Fig. 1. a) Ribbon presentation of atomic model of the tropomodulin C-terminal half. b) Alignment of the ten backbone structures of tropomodulin N-terminal fragment (residues 1-92) obtained in solution by nuclear magnetic resonance.


In spite of the fact that the N-terminal half of tropomodulin has no regular structure, adding the N-terminal fragment (residues 1-91) to tropomyosin drastically changed melting curves as shown by circular dichroism and differential scanning calorimetry [42]. Similar results were obtained using circular dichroism for a longer fragment of tropomodulin (residues 1-130) mixed with the N-terminal tropomyosin fragment [50]. As a result of the complex formation, α-helical content increased substantially as well as the complex melting temperature as compared with the melting temperature of the tropomyosin fragment.

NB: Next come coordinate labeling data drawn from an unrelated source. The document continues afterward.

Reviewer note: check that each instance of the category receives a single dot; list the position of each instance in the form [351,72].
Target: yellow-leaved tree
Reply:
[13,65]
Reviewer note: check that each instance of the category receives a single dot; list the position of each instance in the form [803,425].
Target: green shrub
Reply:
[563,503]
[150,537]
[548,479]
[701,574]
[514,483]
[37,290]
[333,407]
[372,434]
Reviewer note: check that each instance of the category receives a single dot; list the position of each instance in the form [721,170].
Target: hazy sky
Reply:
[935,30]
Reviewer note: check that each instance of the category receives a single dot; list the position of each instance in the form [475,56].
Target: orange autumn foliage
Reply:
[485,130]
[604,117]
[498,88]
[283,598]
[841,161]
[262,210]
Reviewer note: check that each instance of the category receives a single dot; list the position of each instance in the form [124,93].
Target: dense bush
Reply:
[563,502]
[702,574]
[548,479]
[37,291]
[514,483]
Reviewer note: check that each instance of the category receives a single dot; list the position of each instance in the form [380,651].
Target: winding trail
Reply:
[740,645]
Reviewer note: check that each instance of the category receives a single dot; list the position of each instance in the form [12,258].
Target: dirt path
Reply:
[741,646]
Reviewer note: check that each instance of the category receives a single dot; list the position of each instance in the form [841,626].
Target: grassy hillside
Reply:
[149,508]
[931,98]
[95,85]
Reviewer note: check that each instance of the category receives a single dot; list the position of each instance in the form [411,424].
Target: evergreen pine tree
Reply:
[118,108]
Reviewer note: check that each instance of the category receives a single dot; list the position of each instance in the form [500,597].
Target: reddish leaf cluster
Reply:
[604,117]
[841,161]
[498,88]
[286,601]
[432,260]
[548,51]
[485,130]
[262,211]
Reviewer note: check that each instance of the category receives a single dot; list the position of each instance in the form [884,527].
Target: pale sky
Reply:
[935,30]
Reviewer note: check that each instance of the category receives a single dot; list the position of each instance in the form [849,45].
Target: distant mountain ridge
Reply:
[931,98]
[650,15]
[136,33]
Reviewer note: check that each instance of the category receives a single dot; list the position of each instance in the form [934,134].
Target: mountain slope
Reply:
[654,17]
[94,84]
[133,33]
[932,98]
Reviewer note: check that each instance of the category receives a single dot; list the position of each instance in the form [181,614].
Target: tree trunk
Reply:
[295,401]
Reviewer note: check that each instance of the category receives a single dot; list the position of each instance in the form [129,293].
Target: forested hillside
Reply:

It was supposed that in the tropomodulin molecule there are different sites for binding low- and high-molecular-weight tropomyosins [21, 51]. Residues 6-94 of tropomodulin interact with high-molecular-weight skeletal tropomyosin and residues 90-184 interact with erythrocyte tropomyosin (homodimers or heterodimers of low-molecular-weight α- and γ-tropomyosins [52, 53]). However, some data were in contradiction with this supposition. For example, capping activity of a tropomodulin fragment (residues 95-359) increased 160-fold in the presence of high-molecular-weight tropomyosin [54]. This indicated that there is a second binding site for this tropomyosin. Moreover, tropomodulin fragment 1-92 was able to bind not only high-molecular-weight muscle α-tropomyosin, but also low-molecular-weight non-muscle α-tropomyosin [55]. In recent studies, it was shown that residues 105-127 are important for binding low-molecular-weight γ-tropomyosin [56]. In another study, it was shown that residues Leu134 and Leu135 are key for this binding [57]. None of these studies showed binding of low-molecular-weight tropomyosins to the first binding site or high-molecular-weight tropomyosins to the second binding site. The number of binding sites and their specificity were still unknown.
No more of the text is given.